Download the authoritative guide: Enterprise Data Storage 2018: Optimizing Your Storage Infrastructure
Disasters come in many forms. Corruption, theft, loss, or natural disaster can all take down your applications and destroy your data. In an ideal world, your data protection infrastructure would immediately restore all applications and data right at the time and point of failure.
But this is the real world. It is possible to immediately failover an application and to continuously replicate its data for near-zero loss. But these operations are resource-consuming and expensive. Realistically IT needs to set different recovery time and point objectives according to their budget, resources and application priority.

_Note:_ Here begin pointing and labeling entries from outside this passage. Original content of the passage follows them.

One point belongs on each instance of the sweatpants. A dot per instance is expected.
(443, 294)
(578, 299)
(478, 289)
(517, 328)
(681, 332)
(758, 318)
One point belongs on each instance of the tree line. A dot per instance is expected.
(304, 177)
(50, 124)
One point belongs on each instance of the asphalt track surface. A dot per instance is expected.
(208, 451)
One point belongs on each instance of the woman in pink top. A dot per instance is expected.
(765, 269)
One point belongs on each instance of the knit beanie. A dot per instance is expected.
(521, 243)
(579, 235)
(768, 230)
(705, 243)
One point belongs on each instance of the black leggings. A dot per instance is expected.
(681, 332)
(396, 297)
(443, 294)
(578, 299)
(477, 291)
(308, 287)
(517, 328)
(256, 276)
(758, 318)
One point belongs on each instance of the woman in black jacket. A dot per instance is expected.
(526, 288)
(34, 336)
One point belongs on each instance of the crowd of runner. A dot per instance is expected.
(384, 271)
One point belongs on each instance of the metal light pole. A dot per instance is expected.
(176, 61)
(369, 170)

We call these two objectives Recovery Time Objective (RTO) and Recovery Point Objective (RPO). They are related, and both are necessary to application and data recovery. They are also different metrics with different purposes.

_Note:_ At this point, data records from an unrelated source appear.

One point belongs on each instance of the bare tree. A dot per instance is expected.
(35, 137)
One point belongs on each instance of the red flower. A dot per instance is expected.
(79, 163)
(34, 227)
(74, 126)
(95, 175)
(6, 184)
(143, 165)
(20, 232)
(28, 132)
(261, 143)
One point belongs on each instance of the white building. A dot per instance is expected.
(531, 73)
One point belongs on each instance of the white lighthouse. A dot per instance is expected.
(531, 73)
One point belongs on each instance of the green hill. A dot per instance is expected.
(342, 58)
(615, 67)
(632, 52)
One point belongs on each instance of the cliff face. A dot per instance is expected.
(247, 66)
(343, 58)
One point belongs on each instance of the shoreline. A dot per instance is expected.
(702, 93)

Let’s talk about what they are, their similarities and differences, and why you need to analyze your application priority to balance between resources and application availability.
Recovery point objective and recovery time objective are key concepts in providing business continuity.
Defining RTO and RPO
RTO: Recovery Time Objective
RTO refers to how much time an application can be down without causing significant damage to the business. Some applications can be down for days without significant consequences. Some high priority applications can only be down for a few seconds without incurring employee irritation, customer anger and lost business.

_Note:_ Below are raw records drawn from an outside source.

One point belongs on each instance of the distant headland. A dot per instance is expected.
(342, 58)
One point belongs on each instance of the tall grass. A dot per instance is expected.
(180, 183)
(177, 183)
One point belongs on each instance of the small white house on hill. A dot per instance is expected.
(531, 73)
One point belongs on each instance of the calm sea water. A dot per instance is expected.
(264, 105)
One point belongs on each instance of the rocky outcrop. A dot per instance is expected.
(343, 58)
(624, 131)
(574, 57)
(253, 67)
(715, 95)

RTO is not simply the duration of time between loss and recovery. The objective also accounts for the steps IT must take to restore the application and its data. If IT has invested in failover services for high priority applications, then they can safely express RTO in seconds. (IT must still restore the on-premises environment. But since the application is processing in the cloud, IT can take the time it needs.)
Your RTO mission is to categorize applications by priority and potential business loss and match your resources accordingly. For example, typical plans for near-zero RTOs will require failover services. 4-hour RTOs allow for on-premises recovery starting with bare metal restore and ending with full application and data availability. For 8+ hour RTOs, IT may sign maintenance contracts with local system integrators.
RPO: Recovery Point Objective
Recovery point objectives refer to your company’s loss tolerance: the amount of data that can be lost before significant harm to the business occurs. The objective is expressed as a time measurement from the loss event to the most recent preceding backup.
If you back up all or most of your data in regularly scheduled 24-hour increments, then in the worst-case scenario you will lose 24 hours’ worth of data. For some applications this is acceptable. For others it is absolutely not.
For example, if you have a 4-hour RPO for an application then you will have a maximum 4-hour gap between backup and data loss. Having a 4-hour RPO does not necessarily mean you will lose 4 hours’ worth of data. Should a word processing application go down at midnight and come up by 1:15 am, you might not have much (or any) data to lose. But if a busy application goes down at 10 am and isn’t restored until 2:00 pm, you will potentially lose 4 hours’ worth of highly valuable, perhaps irreplaceable data. In this case, arrange for more frequent backup that will let you hit your application-specific RPO.
Depending on application priority, individual RPOs typically range from 24 hours, to 12, to 8, to 4; down to near-zero measured in seconds. 8-hour-plus RPOs might be able to take advantage of your existing backup solution as long as it has a minimum impact on your production systems. 4-hour RPOs will need scheduled snapshot replication, and near-zero RPOs will require continuous replication. In cases where both the RPO and RTO are near-zero, combine continuous replication with failover services for near-100% application and data availability.
How RTO and RPO Are Alike – and the One Big Reason They’re Different
RTO and RPO Share Several Characteristics
* Recovery time and recovery point objectives differ according to application and data priority. Even the most deep-pocket corporation cannot afford to deliver near-zero RTO or RPO for all applications, nor should they.
* The only way to assure 100% uptime (RTO) and no lost data (RPO) is by investing in failover virtual environments with continuous data replication.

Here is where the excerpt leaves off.